Real Laplaine’s Foray into the Big Questions

Was it God, the Big Bang, or something else? Are we the makers of our own destiny or someone/something else? Why does evil exist? Real LaPlaine’s novel “Earth Escape” suggests one novel answer: SPOILER

 

“we” are the collective authors of the universe we know, created to EXPERIENCE all that we can conceive.  Obviously, we can conceive evil, and juxtaposition of “good” and “bad” experiences enrich the perception of both. END SPOILER

 

IMO M. Laplaine’s conclusion is in the same category of explanations of the universe as my own current theory that sentient beings are instruments created to detect the limitless contours of the universe (akin to Points of View in a literary work, or the koan about the four blind men and the elephant). However, our theories have very different implications given that I am agnostic about “who” or what created us.  So here’s the book review:

Earth Escape is a spiritual and philosophical journey like Robert M. Pirsig’s Zen and the Art of Motorcycle Maintenance, but set in boundless outer space. The protagonist is Jim Tale, captain of Earth’s first colony ship. An astronaut and explorer in the mold of men from the 1960s, Captain Tale is an individualist in the autumn of his life, haunted by the long-ago death of his wife and the meaning of life. His only real “relationship” is with his starship’s AI, who manifests to him as an echo of his wife. And then Captain Tale makes first contact with humanoid aliens.

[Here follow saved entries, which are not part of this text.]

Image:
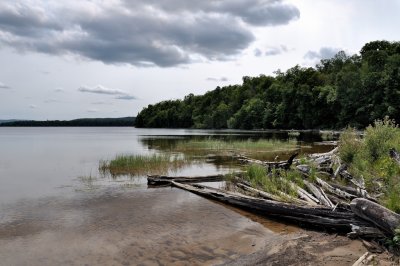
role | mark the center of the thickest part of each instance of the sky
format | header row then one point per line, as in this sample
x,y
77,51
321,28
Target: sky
x,y
111,58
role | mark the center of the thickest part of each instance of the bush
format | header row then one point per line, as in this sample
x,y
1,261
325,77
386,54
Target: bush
x,y
349,145
380,137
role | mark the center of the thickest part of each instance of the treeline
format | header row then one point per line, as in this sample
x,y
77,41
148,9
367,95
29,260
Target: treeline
x,y
343,90
82,122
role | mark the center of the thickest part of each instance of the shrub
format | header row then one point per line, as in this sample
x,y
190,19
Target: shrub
x,y
349,145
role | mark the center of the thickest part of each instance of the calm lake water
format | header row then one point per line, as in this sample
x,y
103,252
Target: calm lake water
x,y
56,208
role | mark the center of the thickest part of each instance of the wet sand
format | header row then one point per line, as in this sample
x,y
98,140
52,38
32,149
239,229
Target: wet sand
x,y
163,226
138,227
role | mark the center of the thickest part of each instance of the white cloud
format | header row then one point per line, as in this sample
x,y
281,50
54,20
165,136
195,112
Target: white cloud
x,y
142,32
323,53
4,86
100,89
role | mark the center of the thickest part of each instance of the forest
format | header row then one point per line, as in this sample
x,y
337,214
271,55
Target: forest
x,y
352,90
81,122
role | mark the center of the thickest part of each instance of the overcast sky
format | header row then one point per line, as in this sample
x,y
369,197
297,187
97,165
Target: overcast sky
x,y
111,58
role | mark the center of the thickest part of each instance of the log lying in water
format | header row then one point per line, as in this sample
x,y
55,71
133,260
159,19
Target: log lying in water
x,y
270,165
166,180
312,216
382,217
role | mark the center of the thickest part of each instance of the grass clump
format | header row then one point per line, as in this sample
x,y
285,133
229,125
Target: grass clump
x,y
237,145
350,144
273,183
369,158
142,164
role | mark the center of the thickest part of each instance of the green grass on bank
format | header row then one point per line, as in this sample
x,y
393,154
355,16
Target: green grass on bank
x,y
274,182
368,157
142,164
237,145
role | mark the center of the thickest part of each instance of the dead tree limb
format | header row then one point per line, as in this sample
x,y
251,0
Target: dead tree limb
x,y
382,217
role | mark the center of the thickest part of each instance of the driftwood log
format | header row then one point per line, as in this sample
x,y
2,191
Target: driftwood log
x,y
270,165
166,180
382,217
339,220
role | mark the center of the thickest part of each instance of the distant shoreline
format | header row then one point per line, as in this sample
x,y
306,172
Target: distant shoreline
x,y
82,122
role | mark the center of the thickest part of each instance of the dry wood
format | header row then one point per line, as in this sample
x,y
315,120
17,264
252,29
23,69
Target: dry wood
x,y
365,232
270,165
329,153
338,192
259,193
340,220
304,195
382,217
166,180
319,194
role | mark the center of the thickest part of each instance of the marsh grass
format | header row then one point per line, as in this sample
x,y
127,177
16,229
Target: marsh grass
x,y
237,145
369,158
136,165
274,182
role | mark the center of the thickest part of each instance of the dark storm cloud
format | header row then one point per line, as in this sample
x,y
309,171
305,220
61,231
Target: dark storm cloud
x,y
138,32
125,97
217,79
99,89
270,51
4,86
323,53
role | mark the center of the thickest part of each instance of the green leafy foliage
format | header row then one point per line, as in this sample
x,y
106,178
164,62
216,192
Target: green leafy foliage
x,y
369,158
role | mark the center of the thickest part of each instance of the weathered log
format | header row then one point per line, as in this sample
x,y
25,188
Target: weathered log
x,y
354,191
382,217
304,168
304,195
166,180
329,153
365,232
269,165
319,194
340,220
259,193
338,192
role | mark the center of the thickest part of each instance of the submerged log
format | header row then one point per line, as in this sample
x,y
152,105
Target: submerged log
x,y
259,193
270,165
322,217
166,180
382,217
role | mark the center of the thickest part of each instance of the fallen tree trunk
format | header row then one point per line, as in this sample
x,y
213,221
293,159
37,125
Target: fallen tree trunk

Well-paced and plotted, Earth Escape carries the reader through Captain Tale’s exploration of ultimate truths. However, the novel suffers from unnecessarily long introductory passages. In addition, for those sensitive to grammar and diction, recurring poor word choices and occasional poor proofreading jolt one out of the story. Finally, inconsistent science—like the unexplained presence of the colony ship’s AI on an alien scout ship, the failure to explain how humans could instantly adapt to a planet two and a half times the size of Earth when that means roughly two and a half times the gravity, and the failure to appreciate the actual distance between galaxies—undermines the persuasive force of the novel’s vision.